I'm trying to use H2O via R to build multiple models using subsets of one large-ish data set (~ 10GB). The data is one years worth of data and I'm trying to build 51 models (ie train on week 1, predict on week 2, etc.) with each week being about 1.5-2.5 million rows with 8 variables.
I've done this inside of a loop which I know is not always the best way in R. One other issue I found was that the H2O entity would accumulate prior objects, so I created a function to remove all of them except the main data set.
h2o.clean <- function(clust = localH2O, verbose = TRUE, vte = c()){
# Find all objects on server
keysToKill <- h2o.ls(clust)$Key
# Remove items to be excluded, if any
keysToKill <- setdiff(keysToKill, vte)
# Loop thru and remove items to be removed
for(i in keysToKill){
h2o.rm(object = clust, keys = i)
if(verbose == TRUE){
print(i);flush.console()
}
}
# Print remaining objects in cluster.
h2o.ls(clust)
}
The script runs fine for a while and then crashes - often with a complaint about running out of memory and swapping to disk.

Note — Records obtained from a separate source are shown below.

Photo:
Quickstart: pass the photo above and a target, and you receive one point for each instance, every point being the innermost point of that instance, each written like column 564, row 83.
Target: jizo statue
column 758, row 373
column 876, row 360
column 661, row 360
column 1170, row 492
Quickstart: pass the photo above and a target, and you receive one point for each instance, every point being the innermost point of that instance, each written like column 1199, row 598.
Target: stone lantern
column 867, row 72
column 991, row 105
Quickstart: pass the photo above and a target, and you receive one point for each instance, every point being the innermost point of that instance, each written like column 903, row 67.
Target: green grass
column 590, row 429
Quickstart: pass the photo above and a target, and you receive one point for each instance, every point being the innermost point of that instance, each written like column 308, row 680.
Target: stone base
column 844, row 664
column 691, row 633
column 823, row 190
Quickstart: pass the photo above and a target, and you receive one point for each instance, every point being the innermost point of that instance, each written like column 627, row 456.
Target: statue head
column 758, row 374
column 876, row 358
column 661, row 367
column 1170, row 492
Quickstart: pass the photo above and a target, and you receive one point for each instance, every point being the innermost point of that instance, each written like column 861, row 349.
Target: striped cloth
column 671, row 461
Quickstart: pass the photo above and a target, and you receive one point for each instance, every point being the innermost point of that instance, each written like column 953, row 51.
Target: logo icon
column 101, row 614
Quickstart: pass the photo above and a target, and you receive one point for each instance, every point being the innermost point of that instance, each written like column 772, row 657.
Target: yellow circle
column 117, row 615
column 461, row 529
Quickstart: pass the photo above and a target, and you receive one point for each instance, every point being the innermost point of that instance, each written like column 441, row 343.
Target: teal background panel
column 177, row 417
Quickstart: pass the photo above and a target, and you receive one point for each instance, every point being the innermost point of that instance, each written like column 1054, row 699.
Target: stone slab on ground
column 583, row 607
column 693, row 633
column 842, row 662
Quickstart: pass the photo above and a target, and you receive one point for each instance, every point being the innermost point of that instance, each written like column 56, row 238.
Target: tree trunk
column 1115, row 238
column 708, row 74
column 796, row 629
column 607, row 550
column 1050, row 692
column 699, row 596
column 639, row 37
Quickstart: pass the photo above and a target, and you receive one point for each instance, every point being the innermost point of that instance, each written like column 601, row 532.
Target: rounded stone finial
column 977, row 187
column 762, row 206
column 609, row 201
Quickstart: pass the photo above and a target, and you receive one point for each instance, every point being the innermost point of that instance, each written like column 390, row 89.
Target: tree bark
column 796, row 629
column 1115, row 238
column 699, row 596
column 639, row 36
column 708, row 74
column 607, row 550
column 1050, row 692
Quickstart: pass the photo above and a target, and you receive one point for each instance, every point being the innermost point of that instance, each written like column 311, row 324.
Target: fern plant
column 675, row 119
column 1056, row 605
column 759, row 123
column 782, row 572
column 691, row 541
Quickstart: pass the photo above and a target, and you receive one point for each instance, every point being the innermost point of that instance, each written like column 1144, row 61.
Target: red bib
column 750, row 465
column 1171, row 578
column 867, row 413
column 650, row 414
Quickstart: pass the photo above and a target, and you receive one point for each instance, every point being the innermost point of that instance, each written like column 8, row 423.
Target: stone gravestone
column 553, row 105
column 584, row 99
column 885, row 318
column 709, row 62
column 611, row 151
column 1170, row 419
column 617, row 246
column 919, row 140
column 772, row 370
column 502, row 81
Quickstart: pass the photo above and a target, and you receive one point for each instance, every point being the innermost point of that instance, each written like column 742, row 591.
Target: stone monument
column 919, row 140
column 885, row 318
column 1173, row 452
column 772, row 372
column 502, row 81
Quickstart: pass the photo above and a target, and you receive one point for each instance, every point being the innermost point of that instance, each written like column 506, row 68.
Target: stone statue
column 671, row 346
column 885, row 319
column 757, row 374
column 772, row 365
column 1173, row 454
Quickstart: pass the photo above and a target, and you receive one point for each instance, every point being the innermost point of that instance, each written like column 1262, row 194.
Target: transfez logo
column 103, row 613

Here's some pseudo code to describe the process
# load h2o library
library(h2o)
# create h2o entity
localH2O = h2o.init(nthreads = 4, max_mem_size = "6g")
# load data
dat1.hex = h2o.importFile(localH2O, inFile, key = "dat1.hex")
# Start loop
for(i in 1:51){
# create test/train hex objects
train1.hex <- dat1.hex[dat1.hex$week_num == i,]
test1.hex <- dat1.hex[dat1.hex$week_num == i + 1,]
# train gbm
dat1.gbm <- h2o.gbm(y = 'click_target2', x = xVars, data = train1.hex
, nfolds = 3
, importance = T
, distribution = 'bernoulli'
, n.trees = 100
, interaction.depth = 10,
, shrinkage = 0.01
)
# calculate out of sample performance
test2.hex <- cbind.H2OParsedData(test1.hex,h2o.predict(dat1.gbm, test1.hex))
colnames(test2.hex) <- names(head(test2.hex))
gbmAuc <- h2o.performance(test2.hex$X1, test2.hex$click_target2)@model$auc
# clean h2o entity
h2o.clean(clust = localH2O, verbose = F, vte = c('dat1.hex'))
} # end loop
My question is what, if any, is the correct way to manage data and memory in a stand alone entity (this is NOT running on hadoop or a cluster - just a large EC2 instance (~ 64gb RAM + 12 CPUs)) for this type of process? Should I be killing and recreating the H2O entity after each loop (this was original process but reading data from file every time adds ~ 10 minutes per iteration)? Is there a proper way to garbage collect or release memory after each loop?
Any suggestions would be appreciated.